En gros on est pratiquement d'accord, il y a juste une petite différence de "conceptualisation" on va dire.

voili voilou, merci à toi pour cette conversation courtoise (et non débat) sur le créole et la socio. ça me fais réfléchir sur mon travail et sur mes disciplines (socio/ethno/linguistique). Ce qui est enrichissant intellectuellement.

Bonne journée et au plaisir de discuter un de ces 4 en vrai.

Tchô tchô.

Rémy B.

33.Posté par Jeff le 27/07/2009 14:48

Les échanges sont très intéressants et je regrette de m'être un peu écarté du sujet. Mais je précise mon inquiétude de voir les différents "créoles" se réunifié en une seule langue, ce qui ne pourrait l'appauvrir.

Ma partie étant plus l'étymologie et la sémantique que la sociologie, je reste attentif à vos échanges car l'aspect sociologique ne peut être écarté.
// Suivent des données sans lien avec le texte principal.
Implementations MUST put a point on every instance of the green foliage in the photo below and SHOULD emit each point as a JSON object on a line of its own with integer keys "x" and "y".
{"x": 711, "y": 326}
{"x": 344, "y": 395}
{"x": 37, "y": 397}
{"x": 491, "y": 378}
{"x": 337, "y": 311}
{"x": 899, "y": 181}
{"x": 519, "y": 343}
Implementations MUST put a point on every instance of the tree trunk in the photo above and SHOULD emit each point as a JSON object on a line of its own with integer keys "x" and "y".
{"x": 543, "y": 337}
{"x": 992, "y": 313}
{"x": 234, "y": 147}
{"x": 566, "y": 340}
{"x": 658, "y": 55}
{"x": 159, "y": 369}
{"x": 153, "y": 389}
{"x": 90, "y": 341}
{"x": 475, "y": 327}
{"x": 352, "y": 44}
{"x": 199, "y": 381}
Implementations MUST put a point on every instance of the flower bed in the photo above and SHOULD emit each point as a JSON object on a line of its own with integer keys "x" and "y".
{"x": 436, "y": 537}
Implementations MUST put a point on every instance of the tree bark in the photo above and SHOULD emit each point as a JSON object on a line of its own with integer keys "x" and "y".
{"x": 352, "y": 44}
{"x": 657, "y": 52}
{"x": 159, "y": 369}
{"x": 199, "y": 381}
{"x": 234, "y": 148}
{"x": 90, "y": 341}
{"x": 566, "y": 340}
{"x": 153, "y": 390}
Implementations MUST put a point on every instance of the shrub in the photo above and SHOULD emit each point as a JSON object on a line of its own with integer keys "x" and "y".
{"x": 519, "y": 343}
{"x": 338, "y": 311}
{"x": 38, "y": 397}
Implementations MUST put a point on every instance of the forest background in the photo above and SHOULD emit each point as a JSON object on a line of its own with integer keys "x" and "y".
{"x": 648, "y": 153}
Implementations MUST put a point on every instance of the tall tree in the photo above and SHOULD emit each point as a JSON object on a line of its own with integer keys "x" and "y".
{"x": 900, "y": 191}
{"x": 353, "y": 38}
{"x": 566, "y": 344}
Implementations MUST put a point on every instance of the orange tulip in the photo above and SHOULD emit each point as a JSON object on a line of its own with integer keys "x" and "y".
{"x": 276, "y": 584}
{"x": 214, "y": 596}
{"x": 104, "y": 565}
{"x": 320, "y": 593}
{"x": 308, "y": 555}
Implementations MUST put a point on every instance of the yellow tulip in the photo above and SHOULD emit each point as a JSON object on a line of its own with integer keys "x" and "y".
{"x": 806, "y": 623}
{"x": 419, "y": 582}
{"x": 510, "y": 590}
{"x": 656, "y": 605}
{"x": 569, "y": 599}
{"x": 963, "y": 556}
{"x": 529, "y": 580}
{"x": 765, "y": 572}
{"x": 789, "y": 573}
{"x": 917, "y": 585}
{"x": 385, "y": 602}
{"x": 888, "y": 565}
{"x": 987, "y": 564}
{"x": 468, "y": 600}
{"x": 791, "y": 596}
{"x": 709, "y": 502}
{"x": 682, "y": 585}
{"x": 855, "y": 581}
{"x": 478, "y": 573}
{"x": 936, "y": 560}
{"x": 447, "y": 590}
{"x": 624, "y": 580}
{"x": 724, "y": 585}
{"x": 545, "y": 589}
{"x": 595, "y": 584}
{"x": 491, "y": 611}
Concernant l'étymologie, je peux apporter quelques éclairages, ne serait-ce que sur l'origine du mot créole qui subit des raccourcis "universitaires". Le plus loin où je puisse remonté est le mot khuya d'origine fulani (peul) ou arabe que l'on trouve dans les écrits du XIIIè siècle de l'université de Tombouctou.

Le mot Khuya amené par les arabes a été repris par les ibères : criollo et les lusitaniens : crioulo.

Le mot francisé créole pour désigner ce qui était d'origine des "colonies" et daterait du XVIème siècle. C'était la mutation du mot espagnol criollo et portugais crioulo (entretenu à la maison).

Bon courage à vous et continuez

34.Posté par Jeff le 27/07/2009 15:31

Précision : Khuya = crioulo et criollo puis créole. D'après un "érudit" de Sankoré, le mot arabe au sens littéraire devait signifier frère (pas au sens familiale mais au sens communautaire, c'est-à-dire du même peuple ou tribu).

35.Posté par Pascal Marion le 01/08/2009 12:30

Posts 33-34 : je doute fort de la véracité de cette étymologie. « Créole » vient du portugais/espagnol et trouve son origine dans le latin. Mon dictionnaire, qui n'a pas trouvé grâce à la Réunion, donne de nombreuses informations pour ceux qui s'intéressent à l'étymologie.